Come è cambiato il teatro a Milano? Quale pezzo di città, oggi, è rappresentato sui palcoscenici delle sue arene culturali? Chi viene raccontato?
C’è una specie di periferia della Renaissance meneghina che proprio il teatro può narrare, portandone sul palcoscenico personaggi e le trame. Se ne incarica, nei weekend fino al 5 dicembre, la prima edizione de “La linea del colore”, rassegna di teatro sociale che va in scena presso lo spazio teatrale Quarta Parete, all’interno della stazione di Porta Vittoria in viale Mugello a Milano.
Un’area di confine della città, a due passi sia dal centro sia da zone che sono oggetto, oggi, di importanti progetti di riqualificazione urbana ,come l’ex-macello in via Molise, dove sorgerà il nuovo campus Ied.
La rassegna si rivolge alle periferie, coinvolte non solo come pubblico ma anche come partner creativo, co-produttore delle pièce e dei contenuti della manifestazione, comprendendo anche la realtà dell’immigrazione. «Lavorare con chi proviene da altri Paesi si è rivelato essenziale nella costruzione del percorso di programmazione», spiegano i promotori della rassegna, la compagnia teatrale Animanera, «chi meglio di loro può raccontare le ferite, i dolori, ma anche la forza che nasce quando si scontra con la vita?».
Attraverso la collaborazione di una rete di realtà attive in città, come lo Sportello immigrazione del Comune, la Scuola civica di cinema, Teatro Utile, Arte Passante, Rete Corvetto, i Cpia Milano e l’associazione La Tenda, approda così sulla scena del festival un mondo multiforme e variegato della Milano al di là della “circonvalla”, il confine tra “chi è dentro” e “chi è fuori” dalla città dei record di modernità.

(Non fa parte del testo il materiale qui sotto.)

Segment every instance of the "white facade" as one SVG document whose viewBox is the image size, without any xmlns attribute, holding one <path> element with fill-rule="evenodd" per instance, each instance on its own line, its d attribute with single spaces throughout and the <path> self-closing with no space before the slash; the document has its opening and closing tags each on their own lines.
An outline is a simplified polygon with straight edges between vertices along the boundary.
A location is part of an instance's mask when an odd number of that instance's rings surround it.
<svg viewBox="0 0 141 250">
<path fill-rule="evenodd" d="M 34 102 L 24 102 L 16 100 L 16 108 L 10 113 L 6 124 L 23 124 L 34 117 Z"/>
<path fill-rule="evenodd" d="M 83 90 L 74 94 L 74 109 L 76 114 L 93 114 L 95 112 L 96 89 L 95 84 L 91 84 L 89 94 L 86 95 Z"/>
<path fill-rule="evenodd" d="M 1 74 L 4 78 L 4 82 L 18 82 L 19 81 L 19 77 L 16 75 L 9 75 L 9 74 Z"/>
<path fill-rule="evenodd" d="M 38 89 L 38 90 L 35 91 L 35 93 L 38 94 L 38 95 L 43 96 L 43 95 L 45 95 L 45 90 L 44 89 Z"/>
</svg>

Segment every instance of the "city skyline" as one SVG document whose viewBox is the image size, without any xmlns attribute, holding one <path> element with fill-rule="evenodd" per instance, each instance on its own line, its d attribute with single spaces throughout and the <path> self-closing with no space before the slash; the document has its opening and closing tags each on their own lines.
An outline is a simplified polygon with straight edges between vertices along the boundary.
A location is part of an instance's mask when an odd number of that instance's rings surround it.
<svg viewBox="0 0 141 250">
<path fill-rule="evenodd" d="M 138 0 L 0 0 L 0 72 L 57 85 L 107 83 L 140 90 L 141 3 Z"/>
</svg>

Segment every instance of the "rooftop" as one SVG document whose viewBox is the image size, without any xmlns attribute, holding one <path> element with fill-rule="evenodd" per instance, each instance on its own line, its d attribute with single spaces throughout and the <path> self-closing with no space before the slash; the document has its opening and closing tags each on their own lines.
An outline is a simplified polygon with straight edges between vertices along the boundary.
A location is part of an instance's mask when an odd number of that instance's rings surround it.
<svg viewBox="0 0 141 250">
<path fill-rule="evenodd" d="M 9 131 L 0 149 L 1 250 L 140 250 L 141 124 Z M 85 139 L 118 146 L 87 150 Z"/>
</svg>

C’è la storia surreale del fattorino di uno dei tanti delivery service che d’improvviso, per poco più di un ritardo produttivo, deve difendersi dal sospetto di essere un pericoloso terrorista in lotta contro la gig Economy. O la vita sessuale e affettiva dei “diversi”, messa in scena dai suoi reali protagonisti, come Giorgio Cossu (affetto da tetraparesi spastica), Barbara Apuzzo (artrogriposi), Antonia Monopoli (disfasia di genere), Yudel Collazo (che ha, semplicemente, la pelle nera: ma basta questo per sentirsi diversi). O ancora le autobiografie di giovani immigrati, Victory Oduabong e Zacaria Toure, a cui la rassegna offre un palco e un pubblico.
Un caleidoscopio di storie e di voci che raccontano, ognuna dalla sua prospettiva, la realtà della differenza in tutte le sue forme: di genere, identitaria, sociale, razziale, religiosa, sessuale, generazionale. Il tutto in un luogo – Quarta Parete – che è già una storia a sé.
È nata dall’idea di Anna Ginevra Ongaro, attrice milanese venuta a mancare a trent’anni per un cancro che voleva offrire ai suoi colleghi giovani attori e registi uno spazio per provare, studiare, sperimentare, ricercare. Si sviluppa in una struttura che parla di rigenerazione urbana, la stazione di Porta Vittoria che Rfi, d’accordo col Comune, ha messo a disposizione dell’associazione Artepassante. Sarà quindi attraverso le pareti vetrate e i mezzanini della metro che i passanti, stupiti, potranno assistere agli spettacoli di questa rassegna sui generis.